Il crac del Circque du Soleil è una tragedia storica che segna la fine di un’era. L’organizzazione circense, nata più di quaranta anni fa per iniziativa del mangiafuoco e trampoliere Guy Laliberté, ha infatti rivoluzionato la concezione del circo. L’idea era quella di trasformare il circo tradizionale, che vede al centro l’uomo come domatore di animali, in un circo antropocentrico, in cui l’uomo ne è il protagonista indiscusso. Gli artisti del Cirque du Soleil sono infatti trampolieri, giocolieri, equilibristi: l’obiettivo è potenziare e valorizzare l’uomo nelle sue molteplici attitudini e forme. L’evoluzione del circo inerisce alla volontà di allontanare l’arte dallo sfruttamento degli animali, per generare un divertimento che non sia grezzo intrattenimento, ma uno spettacolo d’arte contemporanea.L’istituzione si pone alla base di un filone di ricerca che conduce verso la teatralizzazione del circo, attualmente molto praticato.

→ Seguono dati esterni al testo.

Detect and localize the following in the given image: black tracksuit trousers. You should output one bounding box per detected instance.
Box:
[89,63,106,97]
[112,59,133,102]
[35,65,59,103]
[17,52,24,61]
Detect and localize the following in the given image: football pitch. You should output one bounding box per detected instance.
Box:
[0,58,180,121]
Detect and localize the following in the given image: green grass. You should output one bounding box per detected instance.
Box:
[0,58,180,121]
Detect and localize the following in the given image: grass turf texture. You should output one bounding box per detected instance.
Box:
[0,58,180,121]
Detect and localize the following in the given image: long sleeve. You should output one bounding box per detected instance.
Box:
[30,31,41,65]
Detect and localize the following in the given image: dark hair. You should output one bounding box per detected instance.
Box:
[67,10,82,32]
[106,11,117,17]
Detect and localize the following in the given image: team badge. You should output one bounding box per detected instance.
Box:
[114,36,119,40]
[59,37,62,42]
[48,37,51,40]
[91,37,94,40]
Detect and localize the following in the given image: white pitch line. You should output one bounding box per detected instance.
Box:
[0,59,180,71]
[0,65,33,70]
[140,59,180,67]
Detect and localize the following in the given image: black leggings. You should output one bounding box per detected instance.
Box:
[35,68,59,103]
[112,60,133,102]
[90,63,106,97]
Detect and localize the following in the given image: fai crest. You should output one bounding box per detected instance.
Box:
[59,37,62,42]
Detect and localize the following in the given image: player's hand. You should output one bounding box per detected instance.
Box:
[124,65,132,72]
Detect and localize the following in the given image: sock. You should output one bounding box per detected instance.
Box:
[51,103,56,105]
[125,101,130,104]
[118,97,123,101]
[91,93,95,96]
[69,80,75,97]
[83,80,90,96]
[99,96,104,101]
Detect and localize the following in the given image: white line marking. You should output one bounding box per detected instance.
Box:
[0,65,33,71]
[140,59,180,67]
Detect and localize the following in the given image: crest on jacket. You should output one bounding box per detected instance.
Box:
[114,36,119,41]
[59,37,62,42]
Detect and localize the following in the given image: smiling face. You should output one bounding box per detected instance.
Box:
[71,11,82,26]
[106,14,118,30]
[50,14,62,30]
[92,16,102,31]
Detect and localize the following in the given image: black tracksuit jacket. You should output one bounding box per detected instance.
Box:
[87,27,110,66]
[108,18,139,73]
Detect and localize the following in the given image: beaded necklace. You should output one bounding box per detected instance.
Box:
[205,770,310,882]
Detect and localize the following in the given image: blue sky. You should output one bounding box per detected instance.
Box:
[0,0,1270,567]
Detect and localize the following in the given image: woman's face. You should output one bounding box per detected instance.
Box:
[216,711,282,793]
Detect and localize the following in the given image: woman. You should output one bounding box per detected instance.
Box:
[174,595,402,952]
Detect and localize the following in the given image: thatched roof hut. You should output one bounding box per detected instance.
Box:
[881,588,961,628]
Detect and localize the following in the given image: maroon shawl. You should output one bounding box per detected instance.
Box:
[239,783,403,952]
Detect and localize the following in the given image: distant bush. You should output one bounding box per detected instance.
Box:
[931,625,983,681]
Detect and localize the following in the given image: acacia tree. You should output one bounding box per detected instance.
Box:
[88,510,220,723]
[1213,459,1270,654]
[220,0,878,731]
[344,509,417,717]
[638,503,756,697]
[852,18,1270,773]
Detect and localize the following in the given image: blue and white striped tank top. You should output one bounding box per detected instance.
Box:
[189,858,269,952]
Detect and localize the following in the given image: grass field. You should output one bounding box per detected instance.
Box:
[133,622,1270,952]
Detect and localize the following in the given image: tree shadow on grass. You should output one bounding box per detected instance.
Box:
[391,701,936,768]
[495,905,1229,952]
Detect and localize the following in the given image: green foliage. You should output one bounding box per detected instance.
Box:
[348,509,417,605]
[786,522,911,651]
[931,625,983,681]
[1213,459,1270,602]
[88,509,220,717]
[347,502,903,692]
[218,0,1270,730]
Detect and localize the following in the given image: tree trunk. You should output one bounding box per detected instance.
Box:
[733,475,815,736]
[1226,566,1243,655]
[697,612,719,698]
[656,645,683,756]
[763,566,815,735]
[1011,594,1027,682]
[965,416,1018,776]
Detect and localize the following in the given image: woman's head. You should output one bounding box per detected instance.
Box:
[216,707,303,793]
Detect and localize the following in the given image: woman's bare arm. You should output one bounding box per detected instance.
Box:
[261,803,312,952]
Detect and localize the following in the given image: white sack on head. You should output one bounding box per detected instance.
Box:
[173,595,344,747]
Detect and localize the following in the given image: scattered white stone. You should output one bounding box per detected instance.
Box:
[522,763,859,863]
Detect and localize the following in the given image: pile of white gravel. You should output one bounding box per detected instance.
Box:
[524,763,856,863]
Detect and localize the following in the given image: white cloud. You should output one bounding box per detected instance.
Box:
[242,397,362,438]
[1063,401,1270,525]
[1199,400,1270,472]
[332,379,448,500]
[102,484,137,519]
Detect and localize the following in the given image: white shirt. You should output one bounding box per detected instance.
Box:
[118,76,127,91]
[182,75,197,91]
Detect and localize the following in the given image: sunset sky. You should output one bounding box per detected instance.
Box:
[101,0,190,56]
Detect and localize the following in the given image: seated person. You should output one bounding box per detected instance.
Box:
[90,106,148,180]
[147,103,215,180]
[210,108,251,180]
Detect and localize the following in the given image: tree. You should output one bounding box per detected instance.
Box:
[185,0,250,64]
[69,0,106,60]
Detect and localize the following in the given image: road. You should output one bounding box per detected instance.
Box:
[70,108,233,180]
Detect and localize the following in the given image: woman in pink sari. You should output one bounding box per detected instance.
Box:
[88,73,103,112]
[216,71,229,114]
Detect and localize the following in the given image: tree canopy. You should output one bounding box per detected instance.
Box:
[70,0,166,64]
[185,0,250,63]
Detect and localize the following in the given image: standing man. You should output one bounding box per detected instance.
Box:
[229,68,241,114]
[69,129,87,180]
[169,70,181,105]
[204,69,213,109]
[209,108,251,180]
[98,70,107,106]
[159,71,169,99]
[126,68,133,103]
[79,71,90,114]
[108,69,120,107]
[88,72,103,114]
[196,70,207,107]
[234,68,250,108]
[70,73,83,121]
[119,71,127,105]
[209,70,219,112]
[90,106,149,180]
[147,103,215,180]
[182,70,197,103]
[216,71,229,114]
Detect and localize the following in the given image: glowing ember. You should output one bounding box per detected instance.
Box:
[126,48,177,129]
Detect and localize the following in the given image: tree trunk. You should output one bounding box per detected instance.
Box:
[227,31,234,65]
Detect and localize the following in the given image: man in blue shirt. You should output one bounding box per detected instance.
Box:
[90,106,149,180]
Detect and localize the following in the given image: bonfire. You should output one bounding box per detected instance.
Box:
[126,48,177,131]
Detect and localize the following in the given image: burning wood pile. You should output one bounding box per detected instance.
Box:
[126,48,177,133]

La macchina del Cirque du Soleil, immensa, aveva una diffusione mondiale. Tuttavia, le 100 lingue del mondo che compongono lo spettacolo e gli operatori provenienti da più di 70 paesi del mondo, non sono stati in grado di reggere l’impatto devastante della pandemia. Il disagio causato coinvolge in primo luogo gli operatori, costretti al licenziamento. Ma provoca anche un disguido nell’ordine sociale e nel mondo della cultura. Il Cirque du Soleil non è infatti che un simbolo della crisi che ha sopraffatto l’intero mondo dello spettacolo. Alla base dell’organizzazione esisteva infatti un importante giro d’affari e il successo degli spettacoli in giro per il mondo era assicurato. È impressionante dunque ricondurre l’intero ammontare della crisi alla sola emergenza Coronavirus. Eppure l’interruzione degli spettacoli per un periodo prolungato ha messo in crisi tale macchina così complessa e strutturata da apparire insormontabile.
Perdere il Cirque du Soleil significa strappare all’umanità un pezzo di cultura. In qualità di caposaldo dell’evoluzione del circo contemporaneo, lo sradicamento dell’istituzione ha effetto sulle singole realtà che dal circo hanno preso ispirazione. Il circo infatti è un’istituzione organizzata piuttosto simile a quella teatrale. Ciò presupporrebbe dunque la garanzia di un distanziamento sociale da parte degli spettatori. La ripartenza autunnale non sembrerebbe allora un’utopica speranza, ma una realtà prossima e facilmente realizzabile.
Tuttavia, il fallimento del Cirque du Soleil ci ricorda ancora una volta quanto sia fragile l’industria dell’arte e quanto sia tristemente semplice sgretolare la cultura. Nella speranza che la “bancarotta controllata” possa ridare vita all’organizzazione circense più importante del mondo, gli artisti lavorano in silenzio, dietro le quinte. Perché “la macchina dei sogni” non si deve fermare.